Richard McCoy is a name that’s well known to aficionados of the 52-year-old D.B. Cooper case, the only unsolved skyjacking in U.S. history.
The Vietnam War veteran was a suspect for a while — and he certainly proved he had the chops to pull off the audacious crime.
On Nov. 24, 1971, an unknown man who came to be called D.B. Cooper hijacked a Northwest Orient flight out of Portland, parachuted from the plane with $200,000 in ransom and disappeared. Four months later, McCoy closely followed the Cooper skyjacking modus operandi when he took over a United Airlines Boeing 727 shortly after it took off from Newark.
McCoy later died in a shootout with law enforcement.
The FBI long ago concluded that McCoy was not D.B. Cooper, but in a new report, McCoy’s son now insists his father was responsible for the infamous Northwest Orient skyjacking.
The tabloid publication The Sun reported over the weekend that the FBI has “quietly” reopened the D.B. Cooper case and is focusing on McCoy. In the article, McCoy’s son Rick said he has turned over to the FBI an old parachute found in his late grandmother’s house and provided agents with a DNA sample.
The FBI, which closed the D.B. Cooper case in 2016, did not immediately respond to a message from The Oregonian/OregonLive.
But Larry Carr, the recently retired FBI agent who headed the D.B. Cooper investigation for years, told The Oregonian/OregonLive on Tuesday he was “not aware of the FBI conducting any type of investigation into McCoy.”
Carr added:
“I know [the Northwest Orient skyjacker] wasn’t McCoy, though. I’m sure it’s just more of the same with people wanting their 15 minutes [of fame].”
The FBI investigated hundreds of possible suspects over the years, and amateur sleuths fascinated by the case have continued to come up with people they believe might have been the skyjacker.
McCoy, the FBI acknowledges on its website, “is still a favorite suspect among many.”
There’s a good reason for that.
On April 7, 1972, Richard McCoy, wielding a hand grenade and a pistol, directed United Airlines Flight 855 to land in San Francisco, where officials provided him with the $500,000 and four parachutes he demanded – all very similar to the D.B. Cooper hijacking.
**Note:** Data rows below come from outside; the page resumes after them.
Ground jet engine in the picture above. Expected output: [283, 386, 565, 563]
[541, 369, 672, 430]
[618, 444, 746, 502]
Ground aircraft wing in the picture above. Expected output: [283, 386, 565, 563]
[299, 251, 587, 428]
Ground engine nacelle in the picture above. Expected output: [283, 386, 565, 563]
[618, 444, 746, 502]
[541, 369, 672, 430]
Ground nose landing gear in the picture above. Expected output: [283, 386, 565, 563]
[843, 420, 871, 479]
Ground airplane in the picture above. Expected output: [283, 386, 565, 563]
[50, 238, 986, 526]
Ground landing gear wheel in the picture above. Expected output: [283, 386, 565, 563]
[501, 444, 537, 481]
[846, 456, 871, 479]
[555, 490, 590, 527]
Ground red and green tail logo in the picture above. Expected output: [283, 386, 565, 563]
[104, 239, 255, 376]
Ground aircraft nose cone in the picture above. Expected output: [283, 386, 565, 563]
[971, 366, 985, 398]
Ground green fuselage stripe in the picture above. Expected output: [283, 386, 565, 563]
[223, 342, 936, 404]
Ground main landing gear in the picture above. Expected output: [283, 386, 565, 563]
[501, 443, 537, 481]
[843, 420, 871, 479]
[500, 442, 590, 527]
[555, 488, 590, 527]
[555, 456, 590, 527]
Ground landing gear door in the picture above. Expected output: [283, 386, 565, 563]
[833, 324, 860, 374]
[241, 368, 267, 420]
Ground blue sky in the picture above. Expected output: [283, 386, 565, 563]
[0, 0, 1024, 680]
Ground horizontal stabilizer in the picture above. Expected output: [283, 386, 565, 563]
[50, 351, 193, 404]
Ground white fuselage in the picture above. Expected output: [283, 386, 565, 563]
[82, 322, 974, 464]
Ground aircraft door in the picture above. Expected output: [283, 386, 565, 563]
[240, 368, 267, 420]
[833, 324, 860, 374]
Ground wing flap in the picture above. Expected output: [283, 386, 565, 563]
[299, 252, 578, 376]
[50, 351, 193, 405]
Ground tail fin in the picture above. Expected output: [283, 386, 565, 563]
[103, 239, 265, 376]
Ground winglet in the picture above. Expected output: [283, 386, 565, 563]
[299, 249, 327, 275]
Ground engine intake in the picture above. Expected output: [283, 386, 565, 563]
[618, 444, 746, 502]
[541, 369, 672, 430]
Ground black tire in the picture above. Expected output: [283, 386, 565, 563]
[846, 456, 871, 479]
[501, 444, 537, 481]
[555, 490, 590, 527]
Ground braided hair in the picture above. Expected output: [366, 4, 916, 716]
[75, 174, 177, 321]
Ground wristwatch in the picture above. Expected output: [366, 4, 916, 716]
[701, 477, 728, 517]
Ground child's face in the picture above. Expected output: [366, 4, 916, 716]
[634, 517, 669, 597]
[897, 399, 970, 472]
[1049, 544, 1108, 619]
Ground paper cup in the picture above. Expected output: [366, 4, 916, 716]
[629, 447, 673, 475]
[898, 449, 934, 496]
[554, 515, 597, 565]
After the plane took off again, McCoy donned a jumpsuit, a helmet and a parachute – an upgrade from the D.B. Cooper job, where the parachute-wearing hijacker bailed out in a business suit and black brogans. McCoy jumped out over Utah.
The FBI quickly identified McCoy as a suspect in the United Airlines skyjacking and tracked him down. A jury convicted McCoy of air piracy, but he escaped from prison, leading to the 1974 shootout that killed him.
Ever since, he’s been discussed and debated by people in the large community of D.B. Cooper case followers.
A former federal agent wrote a 1991 book, “D.B. Cooper: The Real McCoy,” that claimed McCoy was Cooper. “The argument is convincing,” Publishers Weekly wrote.
The FBI disagreed, writing that McCoy was “ruled out because he didn’t match the nearly identical physical descriptions of Cooper provided by two flight attendants and for other reasons.”
The federal law-enforcement agency believes the Northwest Orient skyjacker likely died on the night of the crime, somewhere out in the vast Pacific Northwest forest.
McCoy’s widow, Karen, admitted in 1992 that she helped her husband with the 1972 United Airlines skyjacking but denied he was D.B. Cooper. Karen McCoy died in 2020.
Pilot and Cooper case devotee Dan Gryder told The Oregonian/OregonLive that he found the parachute in Rick McCoy’s grandmother’s house that Rick said he’s turned over to the FBI. (Gryder, who posts videos on YouTube about aviation issues, was ordered last year to pay $1 million in a defamation suit over online comments he made about a Texas pilot. He called the lawsuit “frivolous” and said he’s appealing the judgment.)
Gryder would not say whether Rick McCoy had provided DNA to the FBI or had handed over the parachute to the agency, stating, “I cannot comment on that.”
Rick McCoy could not be reached for comment.
Gryder said he was certain the recently discovered parachute, which he called a “green modified military surplus bailout rig,” was from the batch handed over to D.B. Cooper on November 24, 1971.
“That rig is literally one in a billion,” he said.
Is he also certain Richard McCoy was D.B. Cooper, despite the FBI concluding years ago that he wasn’t?
“Absolutely,” Gryder said. “No doubt about that.”